Five kinds of portability issues are enumerated in Annex J of the C Standard documents:
- Implementation-defined behavior
- Unspecified behavior
- Undefined behavior
- Locale-specific behavior
- Common extensions
Implementation-defined behavior is program behavior that’s not specified by the C Standard and that may offer different results among implementations, but has consistent, documented behavior within an implementation. An example of implementation-defined behavior is the number of bits in a byte.
Implementation-defined behaviors are mostly harmless but can cause defects when porting to different implementations. Whenever possible, avoid writing code that depends on implementation-defined behaviors that vary among the C implementations you might use to compile your code. A complete list of implementation-defined behaviors is enumerated in Annex J.3 of the C Standard. You can document your dependencies on these implementation-defined behaviors by using a static_assert declaration, as discussed in Chapter 11. Throughout this book, I note when code has implementation-defined behavior.

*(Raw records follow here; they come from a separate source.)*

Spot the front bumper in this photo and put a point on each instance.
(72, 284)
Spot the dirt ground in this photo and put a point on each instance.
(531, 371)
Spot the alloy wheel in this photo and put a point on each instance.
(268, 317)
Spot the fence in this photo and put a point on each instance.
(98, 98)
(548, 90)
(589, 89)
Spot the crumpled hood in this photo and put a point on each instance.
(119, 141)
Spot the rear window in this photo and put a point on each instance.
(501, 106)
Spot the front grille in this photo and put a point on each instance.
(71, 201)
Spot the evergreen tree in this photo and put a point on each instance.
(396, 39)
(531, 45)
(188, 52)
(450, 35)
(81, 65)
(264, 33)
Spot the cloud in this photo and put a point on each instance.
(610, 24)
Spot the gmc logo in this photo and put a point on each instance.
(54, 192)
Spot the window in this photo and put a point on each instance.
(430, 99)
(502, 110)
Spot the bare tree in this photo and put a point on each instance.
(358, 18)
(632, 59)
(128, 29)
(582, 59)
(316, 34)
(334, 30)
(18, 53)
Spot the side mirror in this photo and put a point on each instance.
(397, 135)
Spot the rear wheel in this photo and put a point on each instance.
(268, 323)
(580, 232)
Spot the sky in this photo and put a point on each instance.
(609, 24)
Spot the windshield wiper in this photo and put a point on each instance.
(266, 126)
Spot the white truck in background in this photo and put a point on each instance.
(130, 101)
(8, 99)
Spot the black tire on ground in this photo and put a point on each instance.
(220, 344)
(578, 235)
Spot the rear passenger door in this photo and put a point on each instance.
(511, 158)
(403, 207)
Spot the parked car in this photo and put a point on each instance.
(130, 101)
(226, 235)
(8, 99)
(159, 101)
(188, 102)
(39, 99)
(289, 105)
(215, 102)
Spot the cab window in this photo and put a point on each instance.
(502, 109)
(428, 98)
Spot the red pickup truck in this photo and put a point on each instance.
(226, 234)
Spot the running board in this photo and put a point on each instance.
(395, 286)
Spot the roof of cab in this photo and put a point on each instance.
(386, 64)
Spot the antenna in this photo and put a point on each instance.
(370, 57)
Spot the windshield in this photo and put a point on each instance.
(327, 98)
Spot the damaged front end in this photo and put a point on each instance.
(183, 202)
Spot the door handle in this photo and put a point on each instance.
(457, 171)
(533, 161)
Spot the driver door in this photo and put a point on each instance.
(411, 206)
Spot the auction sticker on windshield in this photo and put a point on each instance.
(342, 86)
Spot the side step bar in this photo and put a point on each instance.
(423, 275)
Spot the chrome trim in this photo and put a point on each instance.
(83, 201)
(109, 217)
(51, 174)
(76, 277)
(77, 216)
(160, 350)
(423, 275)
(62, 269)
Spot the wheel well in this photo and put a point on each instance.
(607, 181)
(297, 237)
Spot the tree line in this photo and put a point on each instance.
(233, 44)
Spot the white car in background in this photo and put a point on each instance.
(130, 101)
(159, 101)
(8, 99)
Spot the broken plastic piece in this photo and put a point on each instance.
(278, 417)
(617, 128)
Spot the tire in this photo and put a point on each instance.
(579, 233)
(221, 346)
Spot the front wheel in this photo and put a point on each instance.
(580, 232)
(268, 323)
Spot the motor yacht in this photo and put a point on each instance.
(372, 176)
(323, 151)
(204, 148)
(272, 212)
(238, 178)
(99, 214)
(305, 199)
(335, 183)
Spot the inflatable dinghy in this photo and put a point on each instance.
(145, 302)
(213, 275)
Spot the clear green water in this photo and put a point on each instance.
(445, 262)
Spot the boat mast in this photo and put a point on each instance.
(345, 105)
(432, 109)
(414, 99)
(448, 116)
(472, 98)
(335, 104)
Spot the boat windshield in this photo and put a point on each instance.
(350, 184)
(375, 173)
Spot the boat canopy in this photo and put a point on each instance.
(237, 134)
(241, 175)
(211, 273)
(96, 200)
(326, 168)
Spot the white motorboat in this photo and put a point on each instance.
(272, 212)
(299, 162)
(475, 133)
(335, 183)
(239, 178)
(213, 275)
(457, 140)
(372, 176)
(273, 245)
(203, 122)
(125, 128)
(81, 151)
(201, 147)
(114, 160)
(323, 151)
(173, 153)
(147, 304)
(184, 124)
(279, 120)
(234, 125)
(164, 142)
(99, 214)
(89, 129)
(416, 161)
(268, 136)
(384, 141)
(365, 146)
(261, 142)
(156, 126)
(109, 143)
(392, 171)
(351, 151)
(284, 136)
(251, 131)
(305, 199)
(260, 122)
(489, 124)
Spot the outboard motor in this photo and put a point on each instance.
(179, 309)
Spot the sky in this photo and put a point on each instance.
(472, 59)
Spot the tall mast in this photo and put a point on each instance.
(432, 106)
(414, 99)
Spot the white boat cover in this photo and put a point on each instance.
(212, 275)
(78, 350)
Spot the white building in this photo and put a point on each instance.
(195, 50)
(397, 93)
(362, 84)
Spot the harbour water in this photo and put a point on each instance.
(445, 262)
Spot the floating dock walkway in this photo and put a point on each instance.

Unspecified behavior is program behavior for which the standard provides two or more options. The standard imposes no requirements on which option is chosen in any instance. Each execution of a given expression may have different results or produce a different value than a previous execution of the same expression. An example of unspecified behavior is function parameter storage layout, which can vary among function invocations within the same program. Avoid writing code that depends on the unspecified behaviors enumerated in Annex J.1 of the C Standard.
Undefined behavior is behavior that isn’t defined by the C Standard, or less circularly, “behavior, upon use of a nonportable or erroneous program construct or of erroneous data, for which the standard imposes no requirements.” Examples of undefined behavior include signed integer overflow and dereferencing an invalid pointer value. Code that has undefined behavior is often erroneous, but is more nuanced than that. Undefined behaviors are identified in the standard as follows:
- When a “shall” or “shall not” requirement is violated, and that requirement appears outside a constraint, the behavior is undefined
- When behavior is explicitly specified by the words “undefined behavior”
- By the omission of any explicit definition of behavior
The first two kinds of undefined behavior are frequently referred to as explicit undefined behaviors, while the third kind is referred to as implicit undefined behavior. There is no difference in emphasis among these three; they all describe behavior that is undefined. The C Standard Annex J.2, “Undefined behavior,” contains a list of explicit undefined behaviors in C.
Developers frequently misunderstand undefined behaviors to be errors or omissions in the C Standard, but the decision to classify a behavior as undefined is intentional and considered. Behaviors are classified as undefined by the C Standards committee to do the following:
- Give the implementer license not to catch program errors that are difficult to diagnose
- Avoid defining obscure corner cases that would favor one implementation strategy over another
- Identify areas of possible conforming language extension in which the implementer may augment the language by providing a definition of the officially undefined behavior
Compilers (implementations) have the latitude to do the following:
- Ignore undefined behavior completely, giving unpredictable results
- Behave in a documented manner characteristic of the environment (with or without issuing a diagnostic)
- Terminate a translation or execution (with issuing a diagnostic)
None of these options are great (particularly the first), so it’s best to avoid undefined behaviors except when the implementation specifies these behaviors are defined to allow you to invoke a language augmentation.
Locale-specific behavior depends on local conventions of nationality, culture, and language that each implementation documents. Common extensions are widely used in many systems but are not portable to all implementations.